Wednesday 25 July 2018

Bible Book:

“What do you want?” (v. 21)

Matthew 20:20-28 Wednesday 25 July 2018

Psalm: Psalm 126


Today the Church celebrates the Apostle James. This is a day of great celebration in Santiago de Compostela in Spain – and of joyful rest for many who have walked miles to get there. The relics of St James have been the focus of pilgrimage across Europe for over 1,100 years – thousands and thousands of people have given a significant amount of their lives in honour of this disciple of Jesus and apostle of the Early Church. Maybe this is fitting, as it is from the passage which is his major appearance in the Gospels that we know how following Jesus leads to eternal honour, and how it does not.

The question about the throne room in heaven is yet another example of the repeated difficulty the disciples, and in this case, also their mother have in hearing and heeding Jesus’ teaching.

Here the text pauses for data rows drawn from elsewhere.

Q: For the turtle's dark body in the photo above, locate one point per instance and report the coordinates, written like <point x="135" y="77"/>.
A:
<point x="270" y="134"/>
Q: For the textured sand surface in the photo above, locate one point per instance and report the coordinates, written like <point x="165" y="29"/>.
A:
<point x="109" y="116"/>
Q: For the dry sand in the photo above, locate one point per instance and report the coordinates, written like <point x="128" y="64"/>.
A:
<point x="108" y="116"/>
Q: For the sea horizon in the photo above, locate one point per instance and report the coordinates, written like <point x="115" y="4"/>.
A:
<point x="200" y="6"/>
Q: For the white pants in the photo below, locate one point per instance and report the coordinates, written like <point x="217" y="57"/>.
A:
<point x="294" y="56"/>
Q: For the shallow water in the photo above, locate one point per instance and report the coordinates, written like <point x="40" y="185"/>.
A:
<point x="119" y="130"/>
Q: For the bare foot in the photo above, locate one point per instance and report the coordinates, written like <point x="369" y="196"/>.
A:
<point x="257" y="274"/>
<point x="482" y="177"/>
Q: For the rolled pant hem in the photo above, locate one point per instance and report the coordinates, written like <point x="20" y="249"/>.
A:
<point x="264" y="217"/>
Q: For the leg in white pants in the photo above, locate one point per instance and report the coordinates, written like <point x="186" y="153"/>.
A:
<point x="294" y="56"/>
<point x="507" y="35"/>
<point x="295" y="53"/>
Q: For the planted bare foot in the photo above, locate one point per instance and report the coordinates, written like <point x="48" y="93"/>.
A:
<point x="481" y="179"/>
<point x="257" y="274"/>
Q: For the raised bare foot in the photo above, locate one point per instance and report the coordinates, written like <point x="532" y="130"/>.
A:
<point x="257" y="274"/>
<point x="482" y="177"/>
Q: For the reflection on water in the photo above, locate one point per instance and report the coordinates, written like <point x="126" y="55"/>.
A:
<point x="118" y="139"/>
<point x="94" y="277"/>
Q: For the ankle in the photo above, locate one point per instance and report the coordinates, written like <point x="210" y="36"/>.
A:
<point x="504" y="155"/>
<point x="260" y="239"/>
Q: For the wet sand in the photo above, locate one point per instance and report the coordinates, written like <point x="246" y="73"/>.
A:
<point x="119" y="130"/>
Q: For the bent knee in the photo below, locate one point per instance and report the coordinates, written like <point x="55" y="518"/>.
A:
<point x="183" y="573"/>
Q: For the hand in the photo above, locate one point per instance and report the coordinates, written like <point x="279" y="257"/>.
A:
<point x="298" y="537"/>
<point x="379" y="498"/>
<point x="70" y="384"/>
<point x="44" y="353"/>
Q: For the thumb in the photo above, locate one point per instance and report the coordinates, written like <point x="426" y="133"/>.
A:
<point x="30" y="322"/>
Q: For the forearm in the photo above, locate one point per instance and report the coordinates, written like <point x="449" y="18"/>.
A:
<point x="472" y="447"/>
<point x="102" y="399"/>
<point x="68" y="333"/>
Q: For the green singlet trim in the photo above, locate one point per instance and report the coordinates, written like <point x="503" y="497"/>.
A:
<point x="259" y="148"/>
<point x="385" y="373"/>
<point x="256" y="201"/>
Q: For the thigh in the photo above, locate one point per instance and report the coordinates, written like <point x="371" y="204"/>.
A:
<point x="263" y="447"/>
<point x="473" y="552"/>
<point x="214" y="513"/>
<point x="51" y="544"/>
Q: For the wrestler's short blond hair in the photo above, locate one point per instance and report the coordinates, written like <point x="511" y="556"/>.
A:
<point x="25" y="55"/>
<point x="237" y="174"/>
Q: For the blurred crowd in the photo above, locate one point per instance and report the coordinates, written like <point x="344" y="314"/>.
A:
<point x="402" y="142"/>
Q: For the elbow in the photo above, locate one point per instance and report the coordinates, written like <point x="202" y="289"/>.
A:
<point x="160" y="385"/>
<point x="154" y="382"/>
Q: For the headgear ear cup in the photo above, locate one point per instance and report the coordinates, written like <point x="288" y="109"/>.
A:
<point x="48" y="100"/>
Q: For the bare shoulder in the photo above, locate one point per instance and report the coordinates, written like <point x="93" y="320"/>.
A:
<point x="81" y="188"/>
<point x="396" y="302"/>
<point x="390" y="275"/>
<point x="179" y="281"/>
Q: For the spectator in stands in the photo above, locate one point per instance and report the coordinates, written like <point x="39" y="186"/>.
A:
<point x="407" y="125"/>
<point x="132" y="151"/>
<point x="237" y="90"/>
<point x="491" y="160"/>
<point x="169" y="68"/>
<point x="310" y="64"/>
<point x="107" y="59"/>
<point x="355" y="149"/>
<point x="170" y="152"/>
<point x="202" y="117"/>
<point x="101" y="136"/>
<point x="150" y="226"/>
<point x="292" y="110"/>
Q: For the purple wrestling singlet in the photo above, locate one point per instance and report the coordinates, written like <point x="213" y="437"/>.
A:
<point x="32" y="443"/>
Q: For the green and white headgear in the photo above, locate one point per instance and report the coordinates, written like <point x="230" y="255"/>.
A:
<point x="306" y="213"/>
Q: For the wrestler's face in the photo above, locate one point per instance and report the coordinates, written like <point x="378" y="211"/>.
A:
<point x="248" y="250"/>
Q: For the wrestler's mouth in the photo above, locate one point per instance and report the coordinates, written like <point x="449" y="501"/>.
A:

In Matthew’s Gospel there have been several recent reminders to the disciples that Jesus’ mission will not follow worldly expectations with regards to status – he tells them “many who are first will be last, and the last will be first” (Matthew 19:30) and then to make sure in Matthew 20:16, “the last will be first, and the first will be last”. When the question of ‘reward’ for the disciples was first addressed, Jesus says that, “at the renewal of all things, when the Son of Man is seated on the throne of his glory, you who have followed me will also sit on twelve thrones, judging the twelve tribes of Israel” (Matthew 19:28). Maybe this is what has confused James, John and their mother when they look for preferential seating even within the 12; their approach prompts Jesus to make clear what being a disciple means.

It will mean drinking from the same cup as Jesus will (verse 23) – the cup of suffering is an image used in the Old Testament (eg Isaiah 51:17-23). The words Jesus then uses are looking forward to the cross – “Then two bandits were crucified with him, one on his right and one on his left” (Matthew 27:38).

With this phrase Jesus points clearly to his crucifixion being the place of honour, the throne, for those who follow him. James and John are confident they can drink this cup, and Jesus agrees. At the point of Jesus’ arrest and then at his crucifixion, like the other disciples they desert him (Matthew 26:56). However, they are restored and take up leadership as apostles in the Early Church. We know that James knew the fulfilment of Jesus’ confidence that he would drink the cup of suffering from the simple report of Acts 12:2 – where he was singled out for persecution and killed by King Herod.

Jesus ends his teaching here on suffering with “the Son of Man came not to be served but to serve, and to give his life a ransom for many” (v. 28). Disciples are called to follow Jesus’ example, but also to know that ultimately they cannot emulate him fully, but rather must trust in his sacrifice on the cross as the way by which we are set free. The pilgrimages to Santiago de Compostela honour James by honouring Jesus and by allowing people to demonstrate symbolically their trust in Jesus as Lord and Saviour.

To Ponder

  • Who would you identify as being “last” in our society? How can you serve them?
  • How honest can you be about the negative aspects of following Jesus? What have you lost? What cup of suffering do you face?